Here's the main function for the ioservice run call in RStudio Server (https://github.com/rstudio/rstudio/blob/aa907461f068420805b7d819e7399d8c108a21a2/src/cpp/core/include/core/http/AsyncServerImpl.hpp#L247-L256)
void runServiceThread()
{
try
{
boost::system::error_code ec;
acceptorService_.ioService().run(ec);
if (ec)
LOG_ERROR(Error(ec, ERROR_LOCATION));
}
CATCH_UNEXPECTED_EXCEPTION
}
Then here's where we create the thread pool. By default we use 2 threads but this can be whatever the application requires for concurrency including 1 thread if all blocking operations are async (https://github.com/rstudio/rstudio/blob/aa907461f068420805b7d819e7399d8c108a21a2/src/cpp/core/include/core/http/AsyncServerImpl.hpp#L187-L197):
// create the threads
for (std::size_t i=0; i < threadPoolSize; ++i)
{
// run the thread
boost::shared_ptr<boost::thread> pThread(new boost::thread(
&AsyncServerImpl<ProtocolType>::runServiceThread,
this));
// add to list of threads
threads_.push_back(pThread);
}
I spent some time digging into this with @wch and found the following:
- It turns out that the 17% CPU cited is observed when using chromote. By itself, websocket is only contributing ~1% CPU usage on an idle socket. So this is a much lower priority than we'd expected. When I opened 30 websockets in parallel, I saw the usage climb to ~50%, but I don't know that that's a use-case that we care about supporting explicitly. After moving the polling out of R, I saw no noticeable CPU usage for idle threads.

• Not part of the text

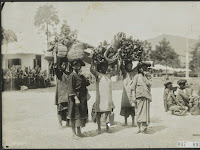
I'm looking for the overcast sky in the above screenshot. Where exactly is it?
[2,2,200,49]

- We discussed two designs: 1.) Move each websocket into its own thread, or 2.) create a background thread in which all websocket interactions happen. We pursued option 1 first but hit a few walls. The documentation about what exactly is and is not thread-safe on in websocketpp leave some open questions that left me feeling nervous about trying to interact with these objects over different threads. WIP with a couple of commits here. Option 2 seemed a bit simpler and -- given our expected usage -- would probably be sufficient for performance. We'd use a pattern similar to what we have in httpuv and pass messages from R to C++ using some threadsafe queue, and then use later to invoke R callbacks from C++. very nascent WIP here.
- If performance is going to be a focus for this package, we should probably have automated test suites covering that. I saw that the author of websocketpp also has a package focusing on websocket performance (either client or server) that we could leverage if we wanted to go that route.
But the decision for now is that the cost doesn't justify the time it would take to clean this up. We like the idea of building these patterns into later directly so that client packages like httpuv or websocket could just use those. But until that day comes, we'll probably leave this unless it becomes more of an issue.